Climat : Vanessa Nakate ou l'Afrique invisible

Daniel Schneidermann - - (In)visibilités - Le matinaute - 63 commentaires

La scène se déroule le 24 janvier au forum économique de Davos. Cinq jeunes militantes du climat donnent une conférence de presse. Outre Greta Thunberg sont présentes Loukina Tille, Luisa Neubauer, Isabelle Axelsson et Vanessa Nakate. Vanessa Nakate est ougandaise. Elle s'est mobilisée pour le climat, raconte-t-elle, après que son oncle lui a raconté que les températures, vingt ans plus tôt, étaient bien moins élevées. Pendant plusieurs mois, elle a protesté seule, le vendredi et le dimanche, avec ses pancartes, devant le parlement ougandais.

Mais sur la photo diffusée par Associated Press, quelle surprise : elles ne sont plus que quatre, comme elle s'en émeut elle-même sur Twitter


Vanessa Nakate a disparu. Interrogé, le directeur photo de AP, David Ake, répond dans un premier temps que la photo a été recadrée... parce que le bâtiment visible derrière la jeune Ougandaise pouvait être un élément de distraction pour les lecteurs. Il faudra quelques jours, avant que la rédactrice en chef de l'agence, Sally Buzbee, s'excuse tout simplement, à la fois du recadrage, et de la piteuse première explication. Mais comme par malédiction, les invisibilisations s'enchaînent : dans la dépêche AP consacrée à l'affaire, le nom de Vanessa Nakate n'apparaît qu'au quatrième paragraphe.
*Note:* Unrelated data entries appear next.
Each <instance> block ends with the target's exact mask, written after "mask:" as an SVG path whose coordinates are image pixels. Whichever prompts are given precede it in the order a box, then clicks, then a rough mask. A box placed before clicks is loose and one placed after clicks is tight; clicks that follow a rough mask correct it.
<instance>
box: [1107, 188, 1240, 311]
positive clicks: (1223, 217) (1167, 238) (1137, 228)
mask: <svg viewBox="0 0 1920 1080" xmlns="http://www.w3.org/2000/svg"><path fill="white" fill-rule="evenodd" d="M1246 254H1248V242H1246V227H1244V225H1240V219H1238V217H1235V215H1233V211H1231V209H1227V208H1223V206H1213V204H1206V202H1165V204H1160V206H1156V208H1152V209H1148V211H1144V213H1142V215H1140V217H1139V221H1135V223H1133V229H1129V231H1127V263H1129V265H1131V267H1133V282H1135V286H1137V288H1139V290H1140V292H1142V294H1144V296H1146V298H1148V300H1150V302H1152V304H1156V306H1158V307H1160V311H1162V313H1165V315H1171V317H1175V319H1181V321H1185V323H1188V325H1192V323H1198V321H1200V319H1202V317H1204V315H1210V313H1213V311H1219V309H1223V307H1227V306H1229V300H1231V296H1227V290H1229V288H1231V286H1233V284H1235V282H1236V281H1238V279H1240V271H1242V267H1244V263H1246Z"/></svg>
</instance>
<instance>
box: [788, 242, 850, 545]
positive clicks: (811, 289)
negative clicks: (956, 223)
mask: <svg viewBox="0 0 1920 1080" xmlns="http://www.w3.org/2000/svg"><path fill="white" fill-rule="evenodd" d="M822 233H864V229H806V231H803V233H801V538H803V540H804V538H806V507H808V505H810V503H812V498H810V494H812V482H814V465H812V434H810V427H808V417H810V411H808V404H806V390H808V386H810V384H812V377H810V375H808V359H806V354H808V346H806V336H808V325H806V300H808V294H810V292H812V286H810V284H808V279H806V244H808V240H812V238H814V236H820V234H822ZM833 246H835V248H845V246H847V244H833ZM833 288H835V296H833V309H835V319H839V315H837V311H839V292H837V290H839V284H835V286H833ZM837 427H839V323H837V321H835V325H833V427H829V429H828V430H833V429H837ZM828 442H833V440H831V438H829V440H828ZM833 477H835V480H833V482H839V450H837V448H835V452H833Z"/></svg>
Dans l'histoire telle qu'AP la raconte, la vedette de l'affaire, c'est AP.

On ne saura sans doute jamais ce qui a passé par la tête du photographe d'Associated Press qui a "ex-cadré" Vanessa Nakate. Il ne s'agit sans doute pas de racisme conscient. Mais vraisemblablement d'une sorte de réflexe inconscient, le sentiment vague qu'elle n'est pas à sa place sur la photo. Dans sa tête, la connexion entre "Afrique" et "dérèglement climatique" ne s'est pas faite. Chaque problème à sa place, bien rangé dans son tiroir, et les difficultés du monde seront bien gardées. Tiroir Afrique. Tiroir climat. On ne mélange pas. Les problèmes climatiques sont des problèmes de Blancs, équivalence implicite sans doute renforcée, dans les dernières années, par l'hypermédiatisation de Thunberg. La survisibilisation produit de la survisibilisation, comme l'invisibilisation produit de l'invisibilisation.

À quelque chose censure est bonne. L'incident rappelle qu'il y a des Greta Thunberg sur tous les continents. Il nous rappelle aussi que l'Afrique, continent le moins émetteur de CO2 (en deux semaines, un Britannique aura émis autant de CO2 qu'un ressortissant du Malawi, de l'Éthiopie, de l'Ouganda, de Madagascar, de Guinée ou du Burkina Faso par an, selon les chiffres d'Oxfam) souffre du dérèglement davantage que bien d'autres zones : sécheresses, canicules, incendies, pluies diluviennes. Effet Streisand, une fois de plus, d'une certaine manière.